Member states are under pressure to close the deal before the end of the year. That would leave enough time for the technical work needed to get new funding schemes running. The current budget expires at the start of 2028.

Race against the clock

At the launch of the presidency in Dublin Castle, Martin was cautious rather than triumphant. He said only that his government would work to advance negotiations on the budget. His aim: to “secure agreement by the end of the year,” if possible.

Costa, who chairs the summits where the final deal is expected to be struck, wants an agreement in December at the latest, to prevent the talks from spilling into 2027, a year with elections looming in France, Italy, Spain and Poland that could complicate any late compromise.

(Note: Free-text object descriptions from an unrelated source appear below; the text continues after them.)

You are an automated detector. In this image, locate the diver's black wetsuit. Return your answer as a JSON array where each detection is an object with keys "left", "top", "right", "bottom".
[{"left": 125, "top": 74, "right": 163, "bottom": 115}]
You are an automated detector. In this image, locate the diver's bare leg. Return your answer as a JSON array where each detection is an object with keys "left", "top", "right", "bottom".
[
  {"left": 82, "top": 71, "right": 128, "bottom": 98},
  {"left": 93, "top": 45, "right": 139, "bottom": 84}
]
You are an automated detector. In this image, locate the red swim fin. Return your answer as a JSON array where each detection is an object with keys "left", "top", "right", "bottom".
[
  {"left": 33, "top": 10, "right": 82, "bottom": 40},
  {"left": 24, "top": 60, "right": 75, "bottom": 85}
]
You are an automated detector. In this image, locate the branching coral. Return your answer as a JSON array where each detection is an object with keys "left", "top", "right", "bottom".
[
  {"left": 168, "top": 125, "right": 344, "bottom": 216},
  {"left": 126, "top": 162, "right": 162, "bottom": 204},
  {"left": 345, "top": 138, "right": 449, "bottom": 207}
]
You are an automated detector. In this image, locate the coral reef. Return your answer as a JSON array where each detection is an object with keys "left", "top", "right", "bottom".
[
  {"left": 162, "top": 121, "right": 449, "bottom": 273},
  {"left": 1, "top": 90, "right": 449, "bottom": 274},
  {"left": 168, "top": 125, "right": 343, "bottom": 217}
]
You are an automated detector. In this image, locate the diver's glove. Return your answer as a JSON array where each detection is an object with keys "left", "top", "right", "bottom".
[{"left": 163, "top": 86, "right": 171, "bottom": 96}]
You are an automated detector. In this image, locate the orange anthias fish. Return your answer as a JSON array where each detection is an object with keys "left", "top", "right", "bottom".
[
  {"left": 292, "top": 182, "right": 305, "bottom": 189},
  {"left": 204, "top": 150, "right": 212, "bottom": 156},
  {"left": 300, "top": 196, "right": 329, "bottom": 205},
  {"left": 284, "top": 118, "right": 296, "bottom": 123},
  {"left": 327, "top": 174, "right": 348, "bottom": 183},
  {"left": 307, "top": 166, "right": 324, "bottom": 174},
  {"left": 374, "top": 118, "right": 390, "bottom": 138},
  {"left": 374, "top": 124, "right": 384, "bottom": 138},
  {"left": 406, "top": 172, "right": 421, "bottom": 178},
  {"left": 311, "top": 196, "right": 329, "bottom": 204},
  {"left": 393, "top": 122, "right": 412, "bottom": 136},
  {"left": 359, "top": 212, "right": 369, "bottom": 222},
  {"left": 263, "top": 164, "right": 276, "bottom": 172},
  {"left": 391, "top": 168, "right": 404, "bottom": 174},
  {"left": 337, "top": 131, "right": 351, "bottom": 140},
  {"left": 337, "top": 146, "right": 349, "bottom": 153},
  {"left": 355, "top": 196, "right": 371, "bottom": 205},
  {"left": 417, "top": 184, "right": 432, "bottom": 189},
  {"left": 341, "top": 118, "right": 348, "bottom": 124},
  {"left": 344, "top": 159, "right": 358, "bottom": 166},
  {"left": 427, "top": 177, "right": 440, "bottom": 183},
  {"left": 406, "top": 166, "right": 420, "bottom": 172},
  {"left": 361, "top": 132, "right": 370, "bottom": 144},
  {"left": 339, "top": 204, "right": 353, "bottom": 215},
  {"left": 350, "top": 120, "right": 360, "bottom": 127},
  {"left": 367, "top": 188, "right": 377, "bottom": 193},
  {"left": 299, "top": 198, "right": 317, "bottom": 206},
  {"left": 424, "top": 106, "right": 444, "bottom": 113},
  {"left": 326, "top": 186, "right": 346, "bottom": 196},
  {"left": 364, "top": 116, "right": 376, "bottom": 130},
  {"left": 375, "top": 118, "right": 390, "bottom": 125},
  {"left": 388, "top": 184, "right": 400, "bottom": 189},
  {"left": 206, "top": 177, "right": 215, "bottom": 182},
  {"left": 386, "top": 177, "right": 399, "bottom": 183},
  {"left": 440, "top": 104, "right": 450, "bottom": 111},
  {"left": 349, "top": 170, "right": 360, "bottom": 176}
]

The timeline leaves little room for error. When the current 2021 to 2027 budget was negotiated, an extraordinary summit in July 2020 needed five days, running from Friday 17 July to Tuesday 21 July, before leaders reached a deal.

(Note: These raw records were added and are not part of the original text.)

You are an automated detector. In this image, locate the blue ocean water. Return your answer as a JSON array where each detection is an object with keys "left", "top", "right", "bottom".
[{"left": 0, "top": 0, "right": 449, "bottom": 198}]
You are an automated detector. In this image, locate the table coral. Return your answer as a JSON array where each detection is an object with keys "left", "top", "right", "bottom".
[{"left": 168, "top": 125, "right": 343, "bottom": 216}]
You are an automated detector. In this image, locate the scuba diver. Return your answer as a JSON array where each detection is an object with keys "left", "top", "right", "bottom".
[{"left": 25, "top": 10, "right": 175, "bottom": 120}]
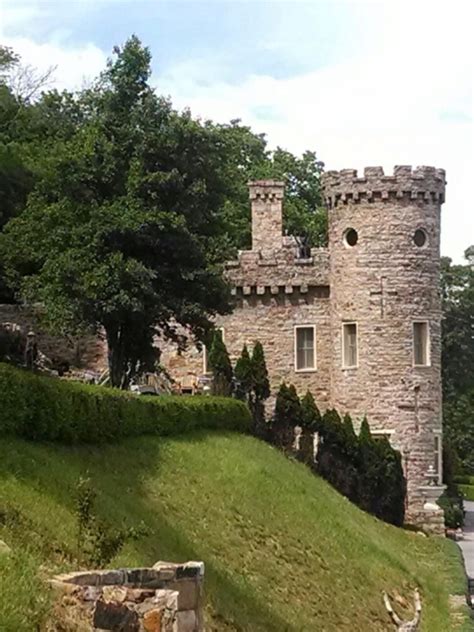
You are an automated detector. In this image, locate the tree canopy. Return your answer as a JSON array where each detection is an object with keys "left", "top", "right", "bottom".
[{"left": 0, "top": 36, "right": 326, "bottom": 387}]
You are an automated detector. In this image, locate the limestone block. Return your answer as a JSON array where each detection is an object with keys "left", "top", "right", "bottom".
[
  {"left": 93, "top": 599, "right": 139, "bottom": 631},
  {"left": 168, "top": 580, "right": 198, "bottom": 611},
  {"left": 176, "top": 609, "right": 197, "bottom": 632}
]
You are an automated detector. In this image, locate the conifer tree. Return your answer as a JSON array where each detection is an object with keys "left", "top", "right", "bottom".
[
  {"left": 250, "top": 340, "right": 270, "bottom": 432},
  {"left": 234, "top": 344, "right": 252, "bottom": 401},
  {"left": 273, "top": 382, "right": 302, "bottom": 449},
  {"left": 301, "top": 391, "right": 321, "bottom": 431},
  {"left": 251, "top": 341, "right": 270, "bottom": 403},
  {"left": 300, "top": 390, "right": 321, "bottom": 463},
  {"left": 208, "top": 330, "right": 233, "bottom": 396}
]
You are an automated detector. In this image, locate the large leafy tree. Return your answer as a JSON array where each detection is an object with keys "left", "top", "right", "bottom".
[
  {"left": 441, "top": 251, "right": 474, "bottom": 399},
  {"left": 1, "top": 37, "right": 232, "bottom": 387},
  {"left": 441, "top": 249, "right": 474, "bottom": 472}
]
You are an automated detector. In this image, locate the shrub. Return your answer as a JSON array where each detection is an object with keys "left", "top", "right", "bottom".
[
  {"left": 438, "top": 493, "right": 464, "bottom": 529},
  {"left": 272, "top": 383, "right": 301, "bottom": 450},
  {"left": 299, "top": 391, "right": 321, "bottom": 463},
  {"left": 317, "top": 409, "right": 360, "bottom": 504},
  {"left": 249, "top": 341, "right": 270, "bottom": 435},
  {"left": 313, "top": 410, "right": 406, "bottom": 527},
  {"left": 208, "top": 330, "right": 233, "bottom": 396},
  {"left": 75, "top": 476, "right": 147, "bottom": 566},
  {"left": 234, "top": 344, "right": 253, "bottom": 401},
  {"left": 0, "top": 362, "right": 251, "bottom": 444}
]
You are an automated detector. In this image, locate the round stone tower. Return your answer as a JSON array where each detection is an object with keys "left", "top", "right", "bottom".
[{"left": 322, "top": 165, "right": 446, "bottom": 524}]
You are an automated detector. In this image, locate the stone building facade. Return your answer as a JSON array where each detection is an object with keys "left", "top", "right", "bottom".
[{"left": 160, "top": 167, "right": 446, "bottom": 526}]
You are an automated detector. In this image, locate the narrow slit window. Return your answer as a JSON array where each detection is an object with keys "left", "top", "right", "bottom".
[
  {"left": 413, "top": 321, "right": 430, "bottom": 366},
  {"left": 342, "top": 323, "right": 358, "bottom": 368},
  {"left": 295, "top": 326, "right": 316, "bottom": 371}
]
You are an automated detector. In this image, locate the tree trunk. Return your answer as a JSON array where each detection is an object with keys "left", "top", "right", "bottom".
[{"left": 105, "top": 324, "right": 129, "bottom": 389}]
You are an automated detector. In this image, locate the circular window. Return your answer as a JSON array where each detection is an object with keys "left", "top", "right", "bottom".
[
  {"left": 344, "top": 228, "right": 358, "bottom": 247},
  {"left": 413, "top": 228, "right": 427, "bottom": 248}
]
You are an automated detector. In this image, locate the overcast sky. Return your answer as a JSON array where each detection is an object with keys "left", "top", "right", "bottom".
[{"left": 1, "top": 0, "right": 473, "bottom": 261}]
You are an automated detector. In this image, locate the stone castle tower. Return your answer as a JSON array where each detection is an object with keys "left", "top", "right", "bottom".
[
  {"left": 323, "top": 166, "right": 445, "bottom": 526},
  {"left": 159, "top": 166, "right": 447, "bottom": 529}
]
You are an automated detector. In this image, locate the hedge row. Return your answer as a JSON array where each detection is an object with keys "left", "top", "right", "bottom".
[{"left": 0, "top": 363, "right": 251, "bottom": 444}]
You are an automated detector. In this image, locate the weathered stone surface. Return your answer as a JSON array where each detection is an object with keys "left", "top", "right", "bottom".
[
  {"left": 51, "top": 562, "right": 202, "bottom": 631},
  {"left": 93, "top": 599, "right": 139, "bottom": 631},
  {"left": 159, "top": 169, "right": 446, "bottom": 529},
  {"left": 168, "top": 580, "right": 198, "bottom": 611},
  {"left": 103, "top": 585, "right": 128, "bottom": 603},
  {"left": 176, "top": 609, "right": 197, "bottom": 632},
  {"left": 142, "top": 607, "right": 162, "bottom": 632},
  {"left": 0, "top": 539, "right": 11, "bottom": 556}
]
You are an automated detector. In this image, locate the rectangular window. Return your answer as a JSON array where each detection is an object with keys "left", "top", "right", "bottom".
[
  {"left": 203, "top": 328, "right": 224, "bottom": 374},
  {"left": 294, "top": 325, "right": 316, "bottom": 371},
  {"left": 342, "top": 323, "right": 358, "bottom": 368},
  {"left": 413, "top": 321, "right": 430, "bottom": 366},
  {"left": 433, "top": 433, "right": 442, "bottom": 484}
]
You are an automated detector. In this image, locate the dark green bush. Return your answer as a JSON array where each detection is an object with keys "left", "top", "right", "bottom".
[
  {"left": 312, "top": 410, "right": 406, "bottom": 527},
  {"left": 272, "top": 383, "right": 302, "bottom": 450},
  {"left": 0, "top": 362, "right": 251, "bottom": 444},
  {"left": 438, "top": 493, "right": 464, "bottom": 529}
]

Partnership, pragmatism and positivity can build consensus and move Europe forward.
— Ursula von der Leyen, President, European Commission

At a dinner hosted by Martin in Cork’s Aula Maxima, von der Leyen praised Ireland’s track record. The country has repeatedly shown that “partnership, pragmatism and positivity can build consensus and move Europe forward,” she said. It’s a quality Brussels is now counting on. The budget talks still need to reach a deal by year’s end.